In the Philippines, where performing on stage while singing “Moves Like Jagger” seems to be nearly every high schooler’s talent, Catherine maintains that reading is her talent and devours books from the Peace Corps library whenever she gets her hands on them.
CAMERA
Clare Major is a filmmaker and videojournalist based in San Francisco. She has shot video for the New York Times, Wall Street Journal, and Discovery Channel, among others. Her work has taken her up in a zeppelin, out on a whale watching boat, and into an Oakland medical cannabis dispensary for six months of filming. Clare’s documentary short “Feast & Sacrifice,” produced at the UC Berkeley Graduate School of Journalism, won 1st Place Documentary at the 2011 College Television Awards and was a national finalist in the 2011 Student Academy Awards documentary competition. The film is a portrait of a Senegalese family living on the ragged edges of globalization. Clare holds a B.A. and a B.S. from the University of Texas at Austin and served as a Peace Corps sustainable agriculture volunteer in Senegal, West Africa, from 2004 to 2006. A native of Baton Rouge, Louisiana, she proudly says “y’all.”
ADVISORS
Josh Rosen is a multi-Emmy-winning writer/producer/director specializing in documentary programming. Josh began his film career in the early 1990s in feature length documentary, including work on legendary German film director Werner Herzog’s award winning “Little Dieter Needs to Fly,” “Wings of Hope,” and “My Best Fiend: Klaus Kinski.” He spent the next ten years writing, producing and directing a string of international documentaries and documentary series for The Discovery Channel, National Geographic Channel, The Learning Channel, The Science Channel, The History Channel, RDF International, Granada International, and Beyond Entertainment – all of which currently air worldwide. In 2006 he was brought into the PBS system as startup Series Producer to run the weekly series, QUEST. Since then he has written, produced and directed numerous specials and overseen production of over 150 segments, all of which focus on hard physics, astrophysics, environmental issues and nature/biology. His work on the PBS series QUEST and on the PBS series NOVA has garnered him 5 Emmy Awards, 5 Society of Professional Journalists Awards, and 2 International Society of Environmental Journalists Award, including Outstanding International Television Story for both 2008 and 2009. He most recently completed writing, producing and directing “Quantum Leap” for WGBH/NOVA’s ground-breaking physics and cosmology mini-series “Fabric of the Cosmos.” He is currently up for a national Emmy for his work on that series. He lives and works in San Francisco. Full IMDB listing.
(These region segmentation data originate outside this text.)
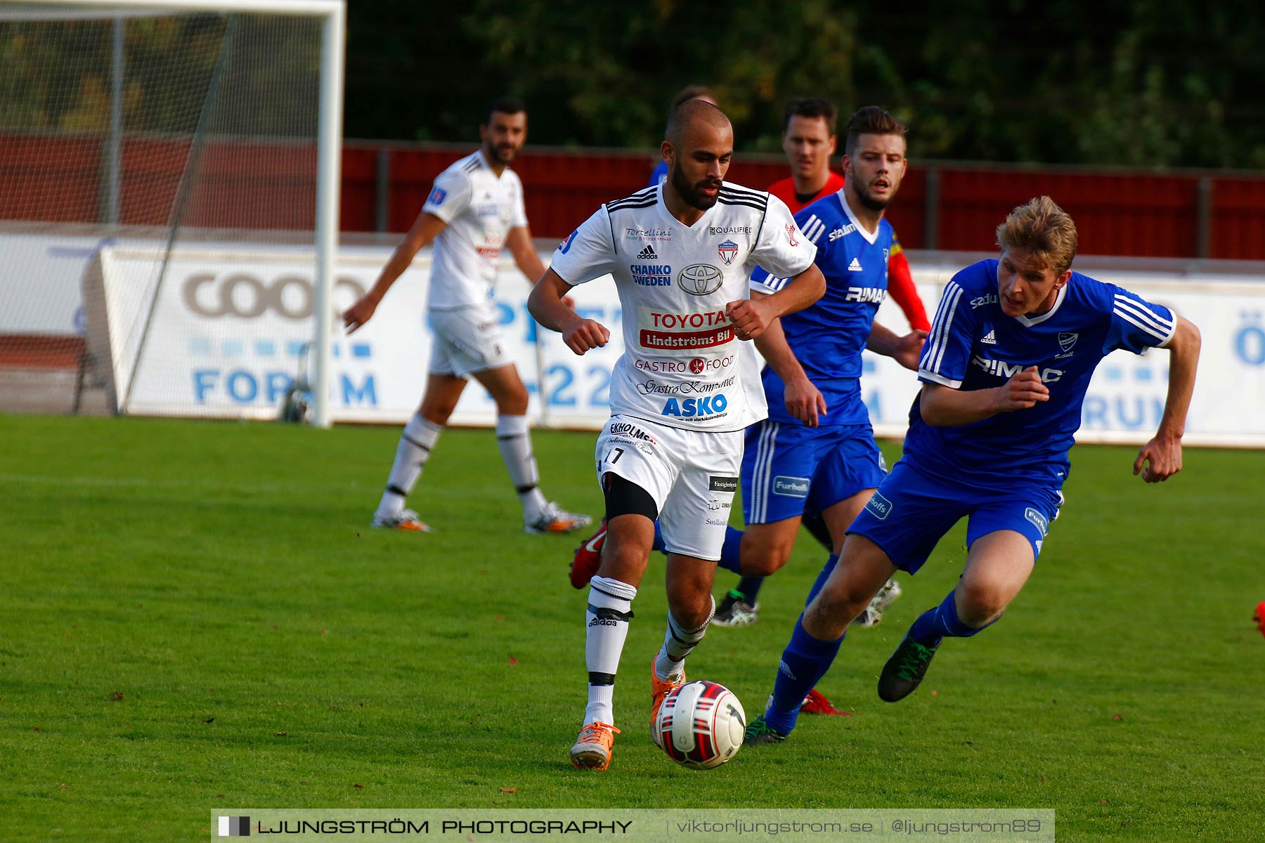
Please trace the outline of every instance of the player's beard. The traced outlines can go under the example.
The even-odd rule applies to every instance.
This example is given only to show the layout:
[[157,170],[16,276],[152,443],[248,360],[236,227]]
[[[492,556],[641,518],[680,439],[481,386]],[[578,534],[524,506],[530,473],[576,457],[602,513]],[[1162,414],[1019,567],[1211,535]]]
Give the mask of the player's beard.
[[856,200],[861,205],[864,205],[872,211],[879,211],[879,212],[885,211],[887,206],[892,203],[893,198],[896,198],[896,191],[892,191],[887,198],[879,198],[873,193],[870,193],[868,187],[864,190],[856,187],[855,181],[853,182],[853,193],[856,196]]
[[[682,173],[681,168],[677,167],[676,164],[672,166],[672,172],[668,173],[668,177],[672,179],[672,186],[677,190],[677,193],[681,196],[681,198],[684,200],[686,205],[688,205],[689,207],[696,207],[700,211],[706,211],[711,209],[712,205],[716,203],[716,200],[720,198],[720,187],[721,185],[725,183],[722,181],[705,178],[696,185],[691,185],[686,179],[686,174]],[[703,196],[702,195],[703,187],[717,188],[716,196]]]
Will Parrinello has been making award-winning documentaries for 25 years. His credits include Mustang – Journey of Transformation. Narrated by Richard Gere, the film tells the remarkable story of a Tibetan culture pulled back from the brink of extinction through the restoration of its most sacred sites. Emile Norman – By His Own Design is a profile of the Big Sur artist, who, until age 91, worked with the same passion for life, art, nature and freedom that inspired him through seven decades of a changing art scene and of turbulent times for a gay man. Dreaming of Tibet is an intimate portrait of three Tibetan exiles. He also produced and directed The New Environmentalists – an Emmy Award-winning series, hosted by Robert Redford, profiling grassroots activists – all recipients of the prestigious Goldman Environmental Prize. He also directed Little Italy – an affectionate exploration of Italian American identity and Kerouac – a portrait of the iconic beat generation author. Parrinello was Director of Photography on the Academy Award-nominated feature documentary Tell The Truth & Run – George Seldes & The American Press and one of three DPs and editor of the feature documentary In the Light of Reverence. He is co-owner and producer at Mill Valley Film Group in California.